The answer to part (a) does not change if the third particle has a mass of $16m$
Work Step by Step
We can find the magnitude of the gravitational force on the particle of mass $16m$ due to the particle of mass $m$:
$F = G~\frac{(m)(16m)}{r_1^2} = \frac{16Gm^2}{r_1^2}$
Note that this force is directed toward the particle of mass $m$.
We can find the magnitude of the gravitational force on the particle of mass $16m$ due to the particle of mass $2m$:
$F = G~\frac{(2m)(16m)}{r_2^2} = \frac{32Gm^2}{r_2^2}$
Note that this force is directed toward the particle of mass $2m$.
For the net gravitational force on the particle of mass $16m$ to be 0, the two gravitational forces must point in opposite directions. Therefore, the particle of mass $16m$ must be placed between the two other particles.
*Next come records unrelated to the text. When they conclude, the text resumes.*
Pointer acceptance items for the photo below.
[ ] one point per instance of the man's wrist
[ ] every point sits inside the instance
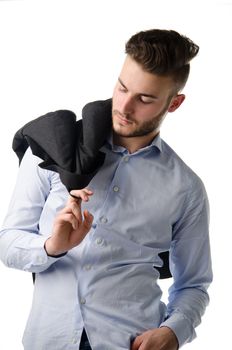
(51, 252)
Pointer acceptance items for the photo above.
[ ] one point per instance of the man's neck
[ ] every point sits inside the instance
(133, 144)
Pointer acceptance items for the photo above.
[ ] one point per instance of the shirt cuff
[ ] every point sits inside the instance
(181, 326)
(31, 256)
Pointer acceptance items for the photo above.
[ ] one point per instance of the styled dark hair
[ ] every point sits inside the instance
(164, 53)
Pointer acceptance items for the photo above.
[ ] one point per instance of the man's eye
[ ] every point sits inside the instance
(122, 89)
(146, 100)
For the net gravitational force on the particle of mass $16m$ to be 0, the two opposing gravitational forces must have the same magnitude. Therefore, the particle of mass $16m$ must be placed closer to the particle of mass $m$ such that $r_1 \lt r_2$
The particle of mass $16m$ must be placed between the two particles but closer to the less massive particle.
The answer to part (a) does not change if the third particle has a mass of $16m$.